Długie pomarańczowe z oczami

210 9 2
                                    

NARRATOR: Albus Potter

.

.

.

W życiu Albusa pojawiła się nowa miłość, więc Scorpius znalazł sobie zastępczego kompana do łóżka.

(Cóż... niezupełnie).

.

.

.

— Hej, Scor... Pamiętasz jak mówiłem, że nie ma w naszym życiu miejsca na zwierzątko?

— Nom.

— Tia... — Odchrząkam. — No więc w dalszym ciągu go w sumie nie ma, ale skoro tak bardzo chcesz, możemy, ten. Poszukać czegoś.

Unoszę wzrok, by zobaczyć, jak lustruje mnie tymi swoimi księżycowymi oczami, a potem uśmiecha się, wracając do swoich papierów.

— Nie musisz tego dla mnie robić, kocie - oznajmia miękko. Bardzo miękko, i aż czuję tą lekką kpinę.

Przewracam oczami.

— Ależ ja chcę, słońce ty moje. Ze szczerego mego serca. — Przykładam uroczyście dłoń do piersi.

— Aw. Twoje szczere serce zabiło mocniej do jakiegoś wężyka?

— Och, jak ty mnie zadziwiająco znasz, doprawdy. Aż żem poruszony.

I tak oto wybraliśmy się do sklepu zoologicznego.


***


— Cuchnie tu — stwierdzam, wszedłszy do królestwa zwierzątek najróżniejszych rodzajów.

Wzdycha. — Mmm. Piękno natury. — A potem rozpoczyna przechadzkę ewidentnie zmierzającą ku futerkowcom.
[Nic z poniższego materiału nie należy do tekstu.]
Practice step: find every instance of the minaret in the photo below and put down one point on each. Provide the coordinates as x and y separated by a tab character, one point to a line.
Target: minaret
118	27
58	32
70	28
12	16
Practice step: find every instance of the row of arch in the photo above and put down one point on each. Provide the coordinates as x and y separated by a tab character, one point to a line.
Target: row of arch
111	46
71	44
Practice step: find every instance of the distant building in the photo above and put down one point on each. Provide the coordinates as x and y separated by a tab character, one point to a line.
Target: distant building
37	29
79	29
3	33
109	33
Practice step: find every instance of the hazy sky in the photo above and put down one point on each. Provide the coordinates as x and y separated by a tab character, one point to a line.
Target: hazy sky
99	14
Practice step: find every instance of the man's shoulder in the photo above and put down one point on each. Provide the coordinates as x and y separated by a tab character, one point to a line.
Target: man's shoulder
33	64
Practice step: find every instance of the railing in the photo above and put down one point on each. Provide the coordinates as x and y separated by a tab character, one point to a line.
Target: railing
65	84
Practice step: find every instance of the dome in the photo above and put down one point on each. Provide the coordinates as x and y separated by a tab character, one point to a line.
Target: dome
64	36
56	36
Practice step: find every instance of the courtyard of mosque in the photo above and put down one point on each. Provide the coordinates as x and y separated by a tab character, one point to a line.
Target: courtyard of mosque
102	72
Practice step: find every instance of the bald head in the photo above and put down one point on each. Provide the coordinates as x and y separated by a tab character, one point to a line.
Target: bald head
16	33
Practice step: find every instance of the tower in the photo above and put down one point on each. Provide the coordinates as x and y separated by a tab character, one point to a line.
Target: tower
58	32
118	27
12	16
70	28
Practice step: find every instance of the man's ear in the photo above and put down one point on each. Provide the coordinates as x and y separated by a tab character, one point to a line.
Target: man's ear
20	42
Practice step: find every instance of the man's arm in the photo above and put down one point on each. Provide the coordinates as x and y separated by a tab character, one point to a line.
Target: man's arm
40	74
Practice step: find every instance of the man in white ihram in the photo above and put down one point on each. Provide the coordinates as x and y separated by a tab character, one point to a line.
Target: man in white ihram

Przewracam oczami. Przyszedłem tu z planem, ale czemu się nie rozejrzeć.


***


— Awww, Al, zobacz tutaj!

Za czwartym razem, gdy to słyszę, muszę stawić czoło faktowi, że niezupełnie dane mi będzie się spokojnie rozejrzeć.

Przeciskam się między ścianą wystawioną terrarium a grupką dzieciaków stukających w ściankę jednego z nich, i lokalizuję Scora. Podchodzę i kucam przy półce, na której stoi wielka klatka z chomikami. Kilka z nich – młodych i jasnoszarych – zebrało się w misce z jedzeniem, kłębiąc się jak–

— Wyglądają jak małe szare chmurki z oczkami — stwierdzam.

Scor najwyraźniej dostał napadu słodziaśności, wpatrzony w grupkę chomiczków jak sroka w kość.

— Tia... — Odchrząkam, prostując się. - No dobra, ty się nimi naciesz, a ja pójdę oglądać węże.

Przynajmniej jego mózg jest zbyt pochłonięty topieniem się nad uroczością puchatych kulek z oczkami, żeby przypominać sobie pierdyliardy faktów na temat chomików.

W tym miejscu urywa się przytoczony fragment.